- Japanese film poster

Japanese name
- Kanji: あにいもうと
- Directed by: Mikio Naruse
- Written by: Yōko Mizuki; Saisei Murō (short story);
- Produced by: Nobuo Miura
- Starring: Machiko Kyō; Masayuki Mori; Yoshiko Kuga;
- Cinematography: Shigeyoshi Mine
- Edited by: Toyo Suzuki
- Music by: Ichirō Saitō
- Production company: Daiei Film
- Distributed by: Daiei Film
- Release date: 19 August 1953 (Japan);
- Running time: 87 minutes
- Country: Japan
- Language: Japanese

= Older Brother, Younger Sister =

1953 Japanese film

Older Brother, Younger Sister (あにいもうと, Ani imōto) is a 1953 Japanese drama film directed by Mikio Naruse. The film is based on the short story Ani imōto by Saisei Murō.

==Plot==
Mon, the elder daughter of a rural family, returns home from Tokyo pregnant after an affair with college student Kobata. Her parents fear a scandal that might threaten the marriage prospects of the younger sister San. Also, Mon, as the film suggests, supports San's education by prostitution, as the father's business had to close down and the mother hardly manages to finance the family by running a small store. The ill-tempered eldest brother Inokichi decides to take on the role of a disciplinarian, first beating up Kobata when he visits the family to apologise, and later Mon.
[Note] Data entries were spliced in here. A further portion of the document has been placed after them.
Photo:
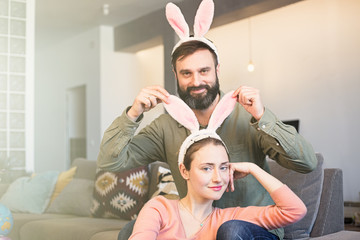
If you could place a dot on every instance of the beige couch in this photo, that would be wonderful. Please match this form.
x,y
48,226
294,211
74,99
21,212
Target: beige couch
x,y
321,190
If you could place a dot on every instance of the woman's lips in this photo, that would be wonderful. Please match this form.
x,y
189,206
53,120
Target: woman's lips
x,y
216,188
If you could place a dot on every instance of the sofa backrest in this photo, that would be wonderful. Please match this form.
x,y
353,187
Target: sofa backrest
x,y
86,169
308,187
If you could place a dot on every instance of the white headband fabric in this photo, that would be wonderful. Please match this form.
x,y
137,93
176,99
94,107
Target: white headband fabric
x,y
202,23
183,114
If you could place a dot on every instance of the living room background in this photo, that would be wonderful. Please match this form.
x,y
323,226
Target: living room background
x,y
306,58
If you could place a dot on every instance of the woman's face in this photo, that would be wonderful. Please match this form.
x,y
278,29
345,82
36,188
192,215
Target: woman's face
x,y
209,172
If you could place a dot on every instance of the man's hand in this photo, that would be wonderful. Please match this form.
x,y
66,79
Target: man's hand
x,y
238,170
146,100
249,98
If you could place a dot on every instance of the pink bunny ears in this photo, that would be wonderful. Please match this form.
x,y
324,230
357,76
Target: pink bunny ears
x,y
185,116
202,23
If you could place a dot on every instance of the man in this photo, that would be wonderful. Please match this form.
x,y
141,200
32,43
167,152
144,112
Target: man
x,y
250,132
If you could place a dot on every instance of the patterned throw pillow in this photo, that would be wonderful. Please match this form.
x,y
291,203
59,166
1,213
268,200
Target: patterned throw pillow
x,y
120,194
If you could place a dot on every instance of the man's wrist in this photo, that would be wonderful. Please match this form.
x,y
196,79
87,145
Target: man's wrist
x,y
132,116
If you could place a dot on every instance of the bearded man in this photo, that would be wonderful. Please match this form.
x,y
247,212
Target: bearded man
x,y
251,132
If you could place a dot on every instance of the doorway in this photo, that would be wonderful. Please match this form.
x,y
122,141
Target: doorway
x,y
76,123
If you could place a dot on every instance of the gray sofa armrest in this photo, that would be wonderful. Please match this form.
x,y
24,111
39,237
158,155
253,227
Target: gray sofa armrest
x,y
330,217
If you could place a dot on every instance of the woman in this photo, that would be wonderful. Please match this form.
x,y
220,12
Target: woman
x,y
208,173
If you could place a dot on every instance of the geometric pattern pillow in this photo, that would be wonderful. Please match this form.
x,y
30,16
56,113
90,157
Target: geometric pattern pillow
x,y
120,194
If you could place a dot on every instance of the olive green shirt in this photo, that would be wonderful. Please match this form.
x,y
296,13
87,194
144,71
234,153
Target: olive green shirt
x,y
246,140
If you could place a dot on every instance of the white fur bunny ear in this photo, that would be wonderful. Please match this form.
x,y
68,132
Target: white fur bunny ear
x,y
222,110
182,113
203,18
176,20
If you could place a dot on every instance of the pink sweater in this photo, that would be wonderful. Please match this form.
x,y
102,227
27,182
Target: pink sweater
x,y
160,218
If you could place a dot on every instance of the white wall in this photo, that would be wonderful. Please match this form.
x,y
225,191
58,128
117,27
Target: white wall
x,y
307,59
59,66
123,75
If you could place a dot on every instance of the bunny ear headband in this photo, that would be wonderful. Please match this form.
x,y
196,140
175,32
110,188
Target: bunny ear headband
x,y
183,114
203,20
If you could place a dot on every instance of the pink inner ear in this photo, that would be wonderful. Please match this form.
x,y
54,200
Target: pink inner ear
x,y
222,110
203,18
176,20
182,113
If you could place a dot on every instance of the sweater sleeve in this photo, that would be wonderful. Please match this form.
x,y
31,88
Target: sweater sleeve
x,y
288,209
121,149
284,144
149,221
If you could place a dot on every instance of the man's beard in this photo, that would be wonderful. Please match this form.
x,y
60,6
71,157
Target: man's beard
x,y
199,102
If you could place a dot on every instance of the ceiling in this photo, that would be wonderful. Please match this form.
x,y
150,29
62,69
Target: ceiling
x,y
62,18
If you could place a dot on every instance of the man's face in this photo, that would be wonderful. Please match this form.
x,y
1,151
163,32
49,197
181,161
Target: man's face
x,y
197,80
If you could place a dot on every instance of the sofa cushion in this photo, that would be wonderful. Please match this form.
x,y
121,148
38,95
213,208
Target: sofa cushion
x,y
63,180
75,198
30,194
85,168
308,187
120,194
69,228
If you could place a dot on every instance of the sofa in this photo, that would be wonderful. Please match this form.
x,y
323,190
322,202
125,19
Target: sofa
x,y
73,215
Still, Mon forgives him and returns to the capital.

==Cast==
- Machiko Kyō as Mon
- Masayuki Mori as Inokichi
- Yoshiko Kuga as San
- Eiji Funakoshi as Kobata
- Kumeko Urabe as Riki, the mother
- Reizaburō Yamamoto as Akaza, the father

==Reception==
Six years after the film's premiere, film historian Donald Richie objected that by "attempting to move from realism to naturalism, Naruse is occasionally at fault in manipulating his characters a bit too obviously". In 2008, film scholar Alexander Jacoby called Older Brother, Younger Sister an "uncharacteristically brutal film in which the emotional tensions […] explode into physical violence". Keith Uhlich of Slant Magazine gave the film 3.5 of 4 stars for showing Naruse's "considerable skill at portraying household dynamics".

==Literary source==
First published in 1934, Saisei Murō's short story Ani imōto had won the Bungei Konwakai Award. It had been adapted for the screen the first time in 1936 by Sotoji Kimura and again in 1976 by Tadashi Imai. The story has been translated into English by Edward Seidensticker and is available in the anthology Modern Japanese Stories.

==Legacy==
Older Brother, Younger Sister was screened at the Museum of Modern Art in 1985 as part of its retrospective on Mikio Naruse, and at the Cinémathèque Française in 2016 and 2017.